|
What it does:
- Simplifies the creation of StringField objects. This was already marked as a TODO in the 3.2.5b code. - Does not create a file object (cStringIO) for each and every field. - FieldStorage.get() will always return the same instance(s) for any given name. - FieldStorage.get() is very cheap now (does not create new objects, which is expensive in Python) - use a dictionary-on-demand. - Lots of code removed for this one, and a few lines added. - items() function, which, contrary to common belief, preserves argument ordering. I was checking the documentation with respect to this patch and I noticed a couple of things.

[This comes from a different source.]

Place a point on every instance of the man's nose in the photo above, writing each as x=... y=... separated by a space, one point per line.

The FieldStorage constructor has 2 undocumented parameters, file_callback=None, field_callback=None. These were added in r160259 as part of Barry Pearce's fix for In Mike's modpython325_util_py_dict.patch, the make_field and make_file methods have be removed, with the reasoning that the callbacks should be sufficient for controlling the upload. We never had a discussion of the merits of the 2 approaches - subclassing vs passing the callbacks in the FieldStorage constructor. Should we perhaps allow both, and reinstate make_field and make_file, or are the callbacks sufficient? Further infomation on the callbacks, including some nice examples, can be found in the python-dev archives. See http://article.gmane.org/gmane.comp.apache.mod-python.devel/760 I'll update the docs as part of the fix for this issue. As part of the improvments to FieldStorage, the Field class __init__ method was changed in trunk (3.3-dev) and backported to branches/3.2.x. Although the documentation states that the Field class is for internal use by
FieldStorage, some software applications create Field instances directly. This change in the __init__ signature causes those applications to fail. Breaking compatibility may be acceptable for a minor version increment (3.2 > 3.2) but is undesirable for a patch release (3.2.8 > 3.2.9). Changing the Field class to be both forward and backward compatible wil not be difficult. As such I'll commit a fix to branches/3.2.x in time for a 3.2.9 release. Reopened issue due to problems experienced by some applications such as Trac.
We'll need to re-examine the code committed to make sure that FieldStorage behaves properly as a dictionary-like object. Have we decided that we will not try and be compatible with Trac and expect people using mod_python 3.3 to use the next unreleased version of Trac? This next version of Trac works via a WSGI gateway and thus doesn't use FieldStorage and thus doesn't have the problems seen here. Can we mark the original issue as resolved for 3.3?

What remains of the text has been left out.